Selasa, 03 Januari 2012

Tertolong "Bakso Numplek"...

Rabu, 16 Nopember 2011, Gedung Rumah Pena, Jam 5.35. Bang Usman (BU) dan Mario (Rio), kulihat masih sibuk mendampingi Toyo (desain Layout). Mingguan SYARIAH nyaris kelar, tinggal finishing cover. "Mas Jo, tolong bikinkan superlead cover!" pinta BU. "Siaaap!" jawabku.
  
KUBUKA naskah laporan utama, soal peradaran daging di pasar yang disinyalir dipotong tak sesuai syariah Islam. Itu sedang disorot MUI. Sejenak kuputar otak. Lalu kudektekan dengan suara nyaring ke Toyo. Sengaja, biar dia gak ngantuk. Gak sampai lima menit, kelar.

    Sesudahnya, rasa kantuk gak bisa kutahan. Tiga kursi kujajar buat alas tidur. "Rio, jam enam bangunin aku ya?" pintaku. Dia hanya manggut2 dan tersenyum dipaksakan. Aku sendiri gak yakin. Tapi rasa kantukku sudah akut. Aku lalu rebahan. Beberapa detik kemudian sudah terbang ke alam mimpi.
  
    Kursi tengah alas tidurku bergeser. Aku terkesiap, nyaris jatuh. Kulihat jam di handphone jadulku. Jam enam lewat 5 menit. Sialan, Rio ngorok di kursi depan komputernya. Buru2 aku ke kamar mandi. Gubrak-gubruk ambil peralatan mandi di jok motor yang kuparkir di sebelah gedung. Turun naik 4 lantai Rumah Pena membuat nafasku tersengal. Gak peduli, aku buru2 mandi. Cuma setengah badan karena takut telat ngajar Workshop Menulis Ilmiah Populer di Pusdiklat BPPK Pancoran.

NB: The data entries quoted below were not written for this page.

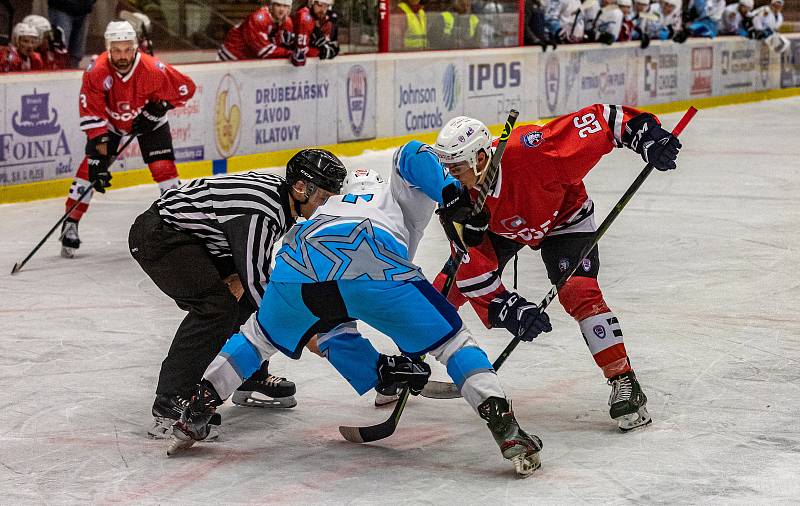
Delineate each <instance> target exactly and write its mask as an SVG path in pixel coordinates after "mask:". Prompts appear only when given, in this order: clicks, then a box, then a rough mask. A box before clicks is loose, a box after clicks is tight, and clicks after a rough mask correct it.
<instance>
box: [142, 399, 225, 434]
mask: <svg viewBox="0 0 800 506" xmlns="http://www.w3.org/2000/svg"><path fill="white" fill-rule="evenodd" d="M187 407H189V398H188V397H183V396H181V395H164V394H156V400H155V401H154V402H153V427H151V428H150V430H148V431H147V435H148V436H150V437H151V438H153V439H168V438H169V437H170V436H171V435H172V424H174V423H175V422H176V421H177V420H180V418H181V415H182V414H183V410H184V409H186V408H187ZM216 417H217V419H216V420H215V421H216V423H214V424H213V425H219V424H220V422H221V421H222V418H221V417H220V416H219V414H217V415H216ZM218 436H219V431H217V430H216V429H213V430H212V431H211V434H210V435H209V436H208V437H207V438H206V439H216V438H217V437H218Z"/></svg>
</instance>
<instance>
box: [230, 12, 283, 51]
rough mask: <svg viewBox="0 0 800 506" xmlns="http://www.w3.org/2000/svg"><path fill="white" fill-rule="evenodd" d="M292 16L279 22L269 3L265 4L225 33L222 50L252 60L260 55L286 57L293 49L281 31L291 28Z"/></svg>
mask: <svg viewBox="0 0 800 506" xmlns="http://www.w3.org/2000/svg"><path fill="white" fill-rule="evenodd" d="M292 31H293V25H292V19H291V17H289V16H286V19H284V21H283V23H282V24H281V25H278V24H277V23H275V21H274V20H273V19H272V14H270V12H269V7H262V8H260V9H258V10H257V11H255V12H253V13H252V14H250V15H249V16H247V18H246V19H245V20H244V21H242V22H241V23H239V24H238V25H236V26H235V27H233V28H231V29H230V31H228V33H227V34H226V35H225V41H224V42H223V43H222V47H221V48H220V51H222V52H223V53H224V54H225V57H226V58H227V59H231V60H253V59H257V58H286V57H288V56H290V55H291V54H292V50H291V49H289V48H287V47H285V46H284V45H283V44H282V43H281V41H282V40H283V38H284V37H283V33H282V32H292Z"/></svg>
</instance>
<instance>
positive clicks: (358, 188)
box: [342, 169, 384, 194]
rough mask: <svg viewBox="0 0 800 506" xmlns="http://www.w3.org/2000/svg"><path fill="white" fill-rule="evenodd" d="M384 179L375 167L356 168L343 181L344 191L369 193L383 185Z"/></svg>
mask: <svg viewBox="0 0 800 506" xmlns="http://www.w3.org/2000/svg"><path fill="white" fill-rule="evenodd" d="M383 183H384V180H383V178H382V177H381V175H380V174H378V171H377V170H375V169H355V170H353V171H352V172H350V173H348V174H347V177H345V178H344V182H343V183H342V193H343V194H345V193H355V194H360V193H369V192H370V191H374V190H377V189H379V188H381V187H383Z"/></svg>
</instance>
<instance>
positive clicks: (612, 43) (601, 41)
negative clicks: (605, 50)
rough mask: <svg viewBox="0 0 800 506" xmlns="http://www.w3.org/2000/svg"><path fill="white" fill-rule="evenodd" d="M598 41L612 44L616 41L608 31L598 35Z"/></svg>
mask: <svg viewBox="0 0 800 506" xmlns="http://www.w3.org/2000/svg"><path fill="white" fill-rule="evenodd" d="M597 42H602V43H603V44H605V45H607V46H610V45H611V44H613V43H614V36H613V35H611V34H610V33H608V32H603V33H601V34H600V35H599V36H598V37H597Z"/></svg>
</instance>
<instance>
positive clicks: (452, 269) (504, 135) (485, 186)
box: [442, 109, 519, 298]
mask: <svg viewBox="0 0 800 506" xmlns="http://www.w3.org/2000/svg"><path fill="white" fill-rule="evenodd" d="M518 117H519V111H517V110H516V109H511V111H510V112H509V113H508V119H506V123H505V126H503V132H502V133H501V134H500V139H499V140H498V141H497V147H496V148H495V150H494V153H493V154H492V158H491V160H490V161H489V167H487V168H486V177H484V178H483V181H482V182H481V184H479V185H478V186H477V190H478V198H477V199H475V202H474V204H473V212H474V213H475V214H477V213H479V212H481V211H482V210H483V206H484V205H485V204H486V198H487V197H488V196H489V191H491V189H492V186H494V184H495V182H496V181H497V175H498V174H500V162H501V161H502V159H503V153H505V151H506V144H508V139H509V137H511V131H512V130H513V129H514V124H515V123H516V122H517V118H518ZM450 226H455V225H454V224H450ZM459 236H460V234H459ZM456 246H457V248H456V253H455V256H453V257H451V259H450V260H449V261H448V267H449V268H448V271H447V279H445V281H444V286H443V287H442V295H444V296H445V298H447V296H448V295H449V294H450V289H451V288H452V286H453V283H454V282H455V280H456V272H458V266H459V265H461V262H462V261H463V260H464V256H465V255H466V251H467V248H466V246H464V244H457V245H456Z"/></svg>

   Wah gawat, sudah jam setengah tujuh lewat. Yamaha Mio Soul-ku, kutancap tanpa sempat dipanasi. Agak mbrebet, kupaksa berlari. Sialnya, itu jam macet2nya jalanan Ibukota. Gak ada alternatif lain, harus sabar. Meski masuk ke jalur "jalan tikus", hasilnya sama. Sampai lokasi workshop, sudah jam 8.25-an. Telat hampir setengah jam.

    Panitia menyambutku agak gusar.  Peserta lebih2 lagi, karena konsumsi pagi juga datang terlambat. Meski gak enak, aku langsung membuka sesi pertama hari kedua. Tanpa menunggu bantuan panitia, laptop kunyalakan. Lalu kuhubungkan dengan proyektor untuk mengaktifkan slide. Layar terbuka. Lalu kutampilkan naskah artikel berjudul "Bakso Numplek". Sengaja untuk memancing reaksi peserta.

   Benar saja, beberapa kulihat senyam-senyum. Kubiarkan mereka membaca sedikit tulisan tentang nostalgia masa SMA. Kulirik wajah peserta, banyak yang mulai ceria. Kupikir, itu saatnya melanjutkan materi Menulis Esai dan  Opini. Alhamdulillah, semua berjalan lancar.

   Sesi praktek lebih lagi. Aku sengaja menampilkan "jurus" khusus untuk mengundang perhatian peserta. Praktek dilakukan dengan "permainan" sederhana. Intinya, praktek menulis diwakili peserta.

   Kutunjuk diantaranya jadi "otak" dan "tangan". Peran "otak" memikirkan materi yang hendak ditulis. Materi didiskusikan dengan seluruh peserta, dipimpin oleh "otak". "Tangan", tugasnya menulis (naskah diketik dari laptopku yang terhubung ke slide, hingga semua peserta melihat). Itu juga dipandu oleh "otak". Khusus "otak", pemerannya berganti-ganti. Siapa yang punya ide bagus untuk isi tulisan (topiknya di sepakati bersama terlebih dulu), langsung tampil di depan, sebagai "otak".

    Dengan "permainan" ini, suasana workshop jadi hidup. Seluruh peserta seolah berlomba mengungkapkan gagasan. Saat itu, mereka mengemas tulisan opini dengan tema "Gaya Hidup Mewah Wakil Rakyat".

    Suasana diskusi sungguh seru. Sayang, aku tak sempat melihat bagaimana akhir "permainan" itu. Bagaimana hasil tulisannya, aku belum tahu. Sebab harus buru2 ke bandara. Hari itu, aku sudah booking tiket Lion Air Jakarta-Banjarmasin. Jam 15.05 takeoff. Aku tak mau ketinggalan pesawat. Maka, maafkan daku kawan2 peserta workshop. Bukannya gak cinta.... salam sukses selalu!